The association of PA and violence was stable and consistent across gender and age group proxy. A possible explanation for such stability might be the competitive nature of physical activity and in general of sports activities that increase feelings of rivalry, the “ hot cognitions” and the difficulties to self –regulate [24]. The results are consistent with studies that corroborate the association of PA and youth sports practice with youth violence [24,47].

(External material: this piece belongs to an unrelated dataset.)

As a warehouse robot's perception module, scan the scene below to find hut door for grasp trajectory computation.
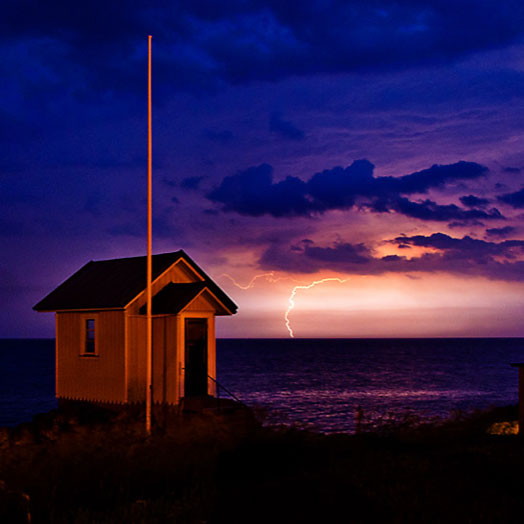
[184,318,207,397]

The present study has limitations. First, this study is a crosssectional correlational design using post hoc measures collected in a previous national global health survey (HBSC/WHO). Second, variables were measured using self-reported behavioural measures, and PA measure did not allow differentiating the several types of physical activities. Nevertheless, this study is conducted using a nationally representative large sample which adds to the scarce literature addressing the relationship of PA with both health promoting and health compromising behaviours among adolescents.

Conclusions

These results have implications in the area of health promotion. First, in accordance with several other studies among adolescents and college students, because lifestyles are the result of a complex network of behaviours, undesirable behaviours associated with PA need to be considered [23,44]. Hence, when promoting PA, messages to prevent drinking alcohol and to reduce violence and injuries, especially among boys should also be addressed. The socialization process through PA has to be monitored as alcohol consumption and fights may be due to conformity to perceived peer norms optimised by group involvement in PA. Indeed, within an ecological framework of health promotion, the importance of family monitoring and family encouragement has been systematically raised as an important component of behaviour change [32,37-39,48].

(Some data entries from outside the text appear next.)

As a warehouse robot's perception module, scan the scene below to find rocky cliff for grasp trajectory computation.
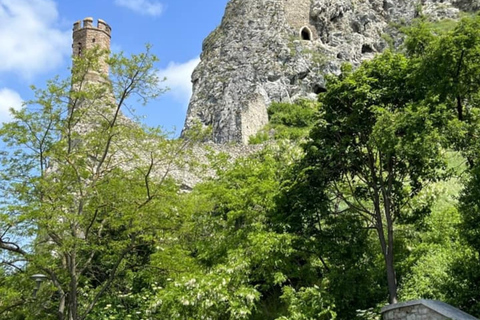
[184,0,480,143]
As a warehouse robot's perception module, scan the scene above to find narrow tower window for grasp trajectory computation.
[300,27,312,41]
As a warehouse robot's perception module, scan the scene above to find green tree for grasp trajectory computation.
[276,52,444,303]
[0,48,195,320]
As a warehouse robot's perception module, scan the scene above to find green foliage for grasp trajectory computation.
[0,48,196,320]
[278,286,336,320]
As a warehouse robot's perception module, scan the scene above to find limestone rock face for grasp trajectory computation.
[184,0,480,143]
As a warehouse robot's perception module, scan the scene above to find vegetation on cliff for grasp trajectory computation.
[0,11,480,320]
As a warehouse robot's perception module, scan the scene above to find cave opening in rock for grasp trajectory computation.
[312,83,327,94]
[362,44,375,53]
[300,27,312,41]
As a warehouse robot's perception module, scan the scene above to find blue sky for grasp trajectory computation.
[0,0,228,133]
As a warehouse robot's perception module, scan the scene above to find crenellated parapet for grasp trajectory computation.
[72,17,112,75]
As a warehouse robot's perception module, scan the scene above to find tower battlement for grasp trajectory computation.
[73,17,112,36]
[72,17,112,76]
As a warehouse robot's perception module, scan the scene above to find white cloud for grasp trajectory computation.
[0,88,23,122]
[0,0,70,78]
[159,58,200,105]
[115,0,163,16]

Perhaps the key issue already highlighted by a few researchers is that what is really desirable is that citizens become “physically educated” for their whole life time [49]. This goal includes the adoption of active and healthy lifestyles, but also encompasses the reduction of substance use, the ability to cope with life challenges and conflicts without engaging in fights or getting injured. In fact, health in its broad assumption of wellbeing and social engagement and full participation has a major social and economic impact that goes beyond the acquisition of knowledge. Another key change includes promoting PA “for all”, in daily life routines, and across the life span, including all sorts of PA practise, not specifically linked to competition and preferably associated to outdoors cooperative activity [33-36].